As far as I know, FloWorks cannot model 3-phase flows. What size range of particles are you interested in? (by grit I am assuming that you are interested in small particles). The particle size will determine the required modelling approach, and hence ultimately the choice of code.

Regards,
Imraan

 March 26, 2009, 04:29 #3 New Member   Hydro Join Date: Mar 2009 Posts: 3 Rep Power: 10 Thank you Imraan, for your reply, We are interested in anything from negative (grits) and neutral byuoyancy (organic) to positive buoyancy (floc). So which code is preferred for which particle size? Jamie

 March 26, 2009, 05:36 #4 New Member   Imraan Parker Join Date: Mar 2009 Posts: 3 Rep Power: 10 Hi Jamie So you are trying to model dispersed phases (air/grits/organics/flocs) in a primary phase (water)? From my limited knowledge of multi-phase flows, you could use a Lagrangian Dispersed Phase Model, a mixture model, or a Eularian multi-phase model.
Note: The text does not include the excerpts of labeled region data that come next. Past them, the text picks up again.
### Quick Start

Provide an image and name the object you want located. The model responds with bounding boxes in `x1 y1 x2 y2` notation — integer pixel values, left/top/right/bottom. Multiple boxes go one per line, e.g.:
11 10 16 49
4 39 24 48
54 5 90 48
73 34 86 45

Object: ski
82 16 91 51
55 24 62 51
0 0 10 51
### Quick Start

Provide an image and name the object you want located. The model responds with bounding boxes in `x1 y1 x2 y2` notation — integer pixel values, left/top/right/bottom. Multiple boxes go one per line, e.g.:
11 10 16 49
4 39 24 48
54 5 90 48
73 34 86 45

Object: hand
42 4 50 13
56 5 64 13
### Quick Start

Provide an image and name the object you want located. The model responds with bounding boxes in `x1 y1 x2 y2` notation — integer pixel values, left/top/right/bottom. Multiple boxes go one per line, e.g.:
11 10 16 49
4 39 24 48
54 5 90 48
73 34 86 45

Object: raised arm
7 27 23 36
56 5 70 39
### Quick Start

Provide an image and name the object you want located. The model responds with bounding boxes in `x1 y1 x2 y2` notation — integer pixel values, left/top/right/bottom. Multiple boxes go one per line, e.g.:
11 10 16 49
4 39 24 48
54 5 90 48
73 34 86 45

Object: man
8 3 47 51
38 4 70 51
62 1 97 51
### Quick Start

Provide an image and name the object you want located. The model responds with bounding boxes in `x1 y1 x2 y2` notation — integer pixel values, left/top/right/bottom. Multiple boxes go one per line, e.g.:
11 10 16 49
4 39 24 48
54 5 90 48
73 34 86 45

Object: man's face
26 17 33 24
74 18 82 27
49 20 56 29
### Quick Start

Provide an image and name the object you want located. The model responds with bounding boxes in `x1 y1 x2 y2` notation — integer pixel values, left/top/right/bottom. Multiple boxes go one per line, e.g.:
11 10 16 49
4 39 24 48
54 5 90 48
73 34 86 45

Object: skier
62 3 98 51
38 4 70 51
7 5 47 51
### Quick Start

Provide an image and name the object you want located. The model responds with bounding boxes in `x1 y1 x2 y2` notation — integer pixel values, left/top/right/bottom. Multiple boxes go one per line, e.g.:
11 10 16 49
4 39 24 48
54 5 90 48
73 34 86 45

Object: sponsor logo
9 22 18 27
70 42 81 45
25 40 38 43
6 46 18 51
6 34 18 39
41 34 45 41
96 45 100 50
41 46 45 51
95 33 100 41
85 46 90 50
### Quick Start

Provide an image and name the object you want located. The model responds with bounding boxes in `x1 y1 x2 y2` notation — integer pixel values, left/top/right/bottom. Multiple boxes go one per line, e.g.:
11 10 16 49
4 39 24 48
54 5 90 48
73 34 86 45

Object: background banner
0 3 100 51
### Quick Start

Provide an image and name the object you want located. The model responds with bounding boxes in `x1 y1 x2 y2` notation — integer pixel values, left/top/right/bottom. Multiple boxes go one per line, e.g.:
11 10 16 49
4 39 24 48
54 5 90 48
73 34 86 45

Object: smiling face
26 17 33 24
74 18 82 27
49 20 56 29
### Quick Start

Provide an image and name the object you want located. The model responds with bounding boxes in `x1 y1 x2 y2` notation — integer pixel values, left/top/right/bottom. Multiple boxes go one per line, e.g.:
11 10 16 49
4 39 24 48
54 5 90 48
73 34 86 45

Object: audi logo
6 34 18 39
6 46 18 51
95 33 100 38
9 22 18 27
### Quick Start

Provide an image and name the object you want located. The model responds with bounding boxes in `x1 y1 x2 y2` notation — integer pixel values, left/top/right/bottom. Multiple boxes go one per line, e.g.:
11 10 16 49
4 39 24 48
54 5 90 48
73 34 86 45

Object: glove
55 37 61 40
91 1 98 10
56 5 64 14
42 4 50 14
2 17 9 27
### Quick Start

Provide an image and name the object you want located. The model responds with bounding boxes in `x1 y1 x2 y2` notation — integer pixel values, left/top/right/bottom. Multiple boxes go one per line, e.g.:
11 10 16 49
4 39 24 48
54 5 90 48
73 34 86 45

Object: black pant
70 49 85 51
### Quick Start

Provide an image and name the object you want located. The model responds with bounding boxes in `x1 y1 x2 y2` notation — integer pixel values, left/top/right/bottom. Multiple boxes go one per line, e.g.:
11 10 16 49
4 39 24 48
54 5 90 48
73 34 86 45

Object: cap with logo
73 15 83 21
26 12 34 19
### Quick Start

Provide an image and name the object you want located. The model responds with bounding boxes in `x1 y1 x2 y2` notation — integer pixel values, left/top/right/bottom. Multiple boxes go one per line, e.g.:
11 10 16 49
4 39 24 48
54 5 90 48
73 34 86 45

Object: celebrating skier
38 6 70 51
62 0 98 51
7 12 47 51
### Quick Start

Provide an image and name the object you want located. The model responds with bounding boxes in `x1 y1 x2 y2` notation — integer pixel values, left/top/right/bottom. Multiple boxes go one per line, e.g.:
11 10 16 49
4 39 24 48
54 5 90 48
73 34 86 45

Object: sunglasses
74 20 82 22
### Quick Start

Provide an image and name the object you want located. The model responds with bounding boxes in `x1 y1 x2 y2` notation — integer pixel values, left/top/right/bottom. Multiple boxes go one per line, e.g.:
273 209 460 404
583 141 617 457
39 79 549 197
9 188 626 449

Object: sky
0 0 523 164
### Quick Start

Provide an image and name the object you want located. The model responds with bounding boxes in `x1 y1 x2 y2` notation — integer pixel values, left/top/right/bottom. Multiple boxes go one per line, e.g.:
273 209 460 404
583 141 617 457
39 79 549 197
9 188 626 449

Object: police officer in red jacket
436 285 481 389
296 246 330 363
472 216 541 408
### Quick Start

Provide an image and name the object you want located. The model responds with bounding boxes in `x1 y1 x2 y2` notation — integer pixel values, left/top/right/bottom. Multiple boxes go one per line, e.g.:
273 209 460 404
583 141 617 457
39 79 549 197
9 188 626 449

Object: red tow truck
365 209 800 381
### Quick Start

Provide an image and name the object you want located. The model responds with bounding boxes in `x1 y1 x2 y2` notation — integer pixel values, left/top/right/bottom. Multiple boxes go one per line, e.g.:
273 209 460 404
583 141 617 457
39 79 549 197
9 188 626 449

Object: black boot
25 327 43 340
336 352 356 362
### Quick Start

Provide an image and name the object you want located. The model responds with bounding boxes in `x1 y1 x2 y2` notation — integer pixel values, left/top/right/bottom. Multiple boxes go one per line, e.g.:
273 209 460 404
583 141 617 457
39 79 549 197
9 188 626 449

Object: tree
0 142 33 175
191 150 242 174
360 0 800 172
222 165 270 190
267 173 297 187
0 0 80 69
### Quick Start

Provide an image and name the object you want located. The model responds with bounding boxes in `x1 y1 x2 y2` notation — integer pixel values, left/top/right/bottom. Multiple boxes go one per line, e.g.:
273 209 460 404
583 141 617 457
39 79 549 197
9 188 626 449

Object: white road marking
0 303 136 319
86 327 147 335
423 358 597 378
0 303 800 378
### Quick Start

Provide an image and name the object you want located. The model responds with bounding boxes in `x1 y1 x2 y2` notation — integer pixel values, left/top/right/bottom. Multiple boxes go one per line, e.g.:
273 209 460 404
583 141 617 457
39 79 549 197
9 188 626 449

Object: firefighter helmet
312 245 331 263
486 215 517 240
Each of these models have various pros and cons in terms of accuracy and computational expense. These types of problems are not a strongpoint of the current version of FloWorks/EFD, so I think that you may have to look elsewhere for a solution to your problem. Possible alternative solutions might include Fluent, Star-CD, CFX and OpenFOAM. I am sure that there are other packages that would also work. In the end, it all depends on what information you want to extract from your models and the level of accuracy you require for this information. Anyway, hope this helps. Regards, Imraan

 March 26, 2009, 05:46 #5 New Member   Hydro Join Date: Mar 2009 Posts: 3 Rep Power: 10 Thanks, Just as I thought, I think we shall stick with Fluent!